I was cognizant of the self-deception bias and how it can cause us to underestimate our opponents so the next time we all came together to play I didn’t take anything for granted. I shot every shot as if it might be my last chance at the table and before you know it I had a retarded lead. I lost a couple games at the end but ultimately the series ended 12-6-4, with me at the top. The moral of the story, if you’re burnt out from drinking Budweiser try a little Christian Brothers. It goes down like warm stomach acid! 😀

13 Responses to “Self Deception Bias”

  1. guy in the uNLV jacket says:

    Lucky UNLV wasn’t there otherwise the score would have been 100-1-0-0, with UNLV at the top

  2. Mexioggue says:

    Who do you think you are, George Washington or something?

  3. Nice Rack says:

    If Nice Rack would have been there, I think Nice Rack would have been on top because that is the best position.

  4. Mexioggue says:

    Nice Rack 😀

    Hey, I think tomorrow is techno night at Auggie’s. If it is K-man said we should find somewhere else to go.

  5. Mexioggue says:

    It happened again.

    I was on my way to the store to buy a snack when I saw a young black guy lying flat on his back unconscious on the sidewalk. He had really baggy pants and a doo rag on his head, he looked to the in his 20s.

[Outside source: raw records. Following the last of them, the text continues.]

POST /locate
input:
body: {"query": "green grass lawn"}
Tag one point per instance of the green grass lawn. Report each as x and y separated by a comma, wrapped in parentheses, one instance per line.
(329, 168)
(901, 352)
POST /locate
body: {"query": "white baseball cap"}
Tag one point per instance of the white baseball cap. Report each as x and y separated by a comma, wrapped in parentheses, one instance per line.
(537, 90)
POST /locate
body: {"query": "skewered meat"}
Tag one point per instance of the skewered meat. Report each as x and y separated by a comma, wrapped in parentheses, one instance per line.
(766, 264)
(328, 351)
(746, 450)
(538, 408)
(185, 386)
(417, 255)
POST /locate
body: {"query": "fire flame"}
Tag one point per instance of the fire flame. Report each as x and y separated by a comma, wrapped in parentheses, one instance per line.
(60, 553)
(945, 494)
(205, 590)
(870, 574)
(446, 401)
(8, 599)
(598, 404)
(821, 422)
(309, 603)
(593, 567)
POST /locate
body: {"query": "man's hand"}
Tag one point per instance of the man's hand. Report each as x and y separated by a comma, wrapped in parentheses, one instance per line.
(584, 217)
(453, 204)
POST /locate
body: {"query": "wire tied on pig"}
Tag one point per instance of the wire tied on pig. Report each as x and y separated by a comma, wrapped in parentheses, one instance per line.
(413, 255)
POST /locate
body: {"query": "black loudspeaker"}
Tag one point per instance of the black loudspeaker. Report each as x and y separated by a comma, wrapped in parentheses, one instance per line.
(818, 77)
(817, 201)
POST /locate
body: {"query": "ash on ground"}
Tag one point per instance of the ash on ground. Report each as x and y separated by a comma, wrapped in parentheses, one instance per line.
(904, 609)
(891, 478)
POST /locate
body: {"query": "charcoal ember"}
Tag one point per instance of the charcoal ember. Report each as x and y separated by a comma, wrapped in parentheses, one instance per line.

I was like can this young guy possibly be having a heart attack? This white girl with cornrows was with him and she was crying, not having been able to wake him up. I’m thinking I know CPR, does this guy needs CPR or is he unconscious for another reason? I’m thinking I’ll do the pushy chest thing but somebody else has to do the mouth to mouth. Then I see a splash of vomit right next to him and I walk away.

    I go to the store and get a king sized snickers and a mountain dew code red thinking is it still possible he was having a heart attack. They say you sometimes get nausea at the time of a cardiac arrest and that might explain the spash of vomit. Either way I don’t want to get involved because if I just do the pushy chest thing but not the mouth to mouth thing and he dies people will blame me. It’s much easier to just eat my snickers. I get back outside and the guy is revived, he’s standing there hugging his white girl with cornrows. Once again, just like in the Chester going unconscious at Leroy’s thing, my inaction didn’t ruin the day!

  6. R says:

    Classy neighborhood.

  7. mexi says:

    This is in the business district.

    I’m still sick. I need a gran marnier heated up.

  8. mexi says:

    Wow. I have enough earwax to wax a ballroom floor!

  9. Nice Rack says:

    I am going to Jackson on Friday to shoot pool with a friend so I won’t be around. I just booked my flight to Phoenix, I get to go to my cousin’s vacation house in Mexico for a week in October! I am definitely ready for a vacation.

  10. Citizen Quasar says:

    Your neighborhood sounds just like mine.

  11. mexi says:

    NO HAVING FRIENDS!!!

  12. Nice Rack says:

    Sorry dude, it’s a fact of my life. I have other friends, lol.